Selama ini, setiap mahasiswa S1 harus menyelesaikan skripsi untuk mendapatkan gelar sarjana, begitu juga dengan mahasiswa S2 yang harus menyelesaikan tesis dan mahasiswa S3 yang harus menyelesaikan disertasi.
Nadiem mengatakan bahwa setiap kepala program studi memiliki otonomi untuk menentukan standar kelulusan mahasiswa mereka, sehingga standar ini tidak perlu dijelaskan secara rinci dalam Standar Nasional Pendidikan Tinggi.
Dia juga menyoroti berbagai alternatif tugas akhir mahasiswa, yang bisa berbentuk skripsi, prototipe, proyek, atau tugas akhir lainnya, baik secara individu maupun kelompok. Jika program studi sudah menerapkan kurikulum berbasis proyek atau bentuk serupa, maka tugas akhir menjadi opsional.
Bagi mahasiswa program magister atau doktor, tugas akhir tetap diperlukan, tetapi tidak perlu lagi diterbitkan di jurnal ilmiah.
Aturan ini memberikan perguruan tinggi banyak opsi untuk menilai prestasi mahasiswa, memungkinkan mereka untuk lebih fleksibel dalam merancang proses pembelajaran sesuai dengan perkembangan teknologi dan kebutuhan ilmu pengetahuan.
Nadiem menekankan bahwa tidak semua program studi atau jurusan dapat mengukur kompetensi mahasiswa hanya melalui skripsi. Misalnya, program vokasi lebih cocok dengan tugas akhir berupa proyek atau profil, sesuai dengan kompetensi teknis yang diperlukan.

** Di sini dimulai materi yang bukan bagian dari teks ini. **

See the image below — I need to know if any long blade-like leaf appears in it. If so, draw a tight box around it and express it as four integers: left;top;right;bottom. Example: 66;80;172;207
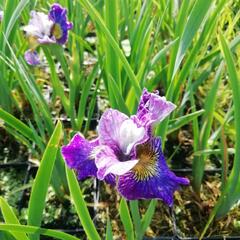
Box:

Dia juga mencatat bahwa tidak semua mahasiswa dapat diukur dengan cara yang sama, sehingga keputusan mengenai penghapusan skripsi atau tidak diambil oleh kepala program studi masing-masing, bukan oleh Kementerian Pendidikan, Kebudayaan, Riset, dan Teknologi.
Namun, untuk program sarjana yang sudah menerapkan kurikulum berbasis proyek atau serupa, tugas akhir bisa dihapus sebagai persyaratan wajib. Jika selama proses akreditasi masalah skripsi menjadi perhatian Badan Akreditasi, perguruan tinggi dapat membuktikan bahwa kurikulum mereka sudah mencakup kompetensi yang sama dengan skripsi selama masa kuliah 3,5 tahun.
Nadiem juga menyebutkan bahwa kebijakan ini mendukung program Kampus Merdeka dan Kedaireka yang telah diluncurkan sebelumnya, memungkinkan perguruan tinggi dan mahasiswa untuk lebih fleksibel dalam merancang pembelajaran dan inovasi sesuai dengan prinsip Tridharma Perguruan Tinggi.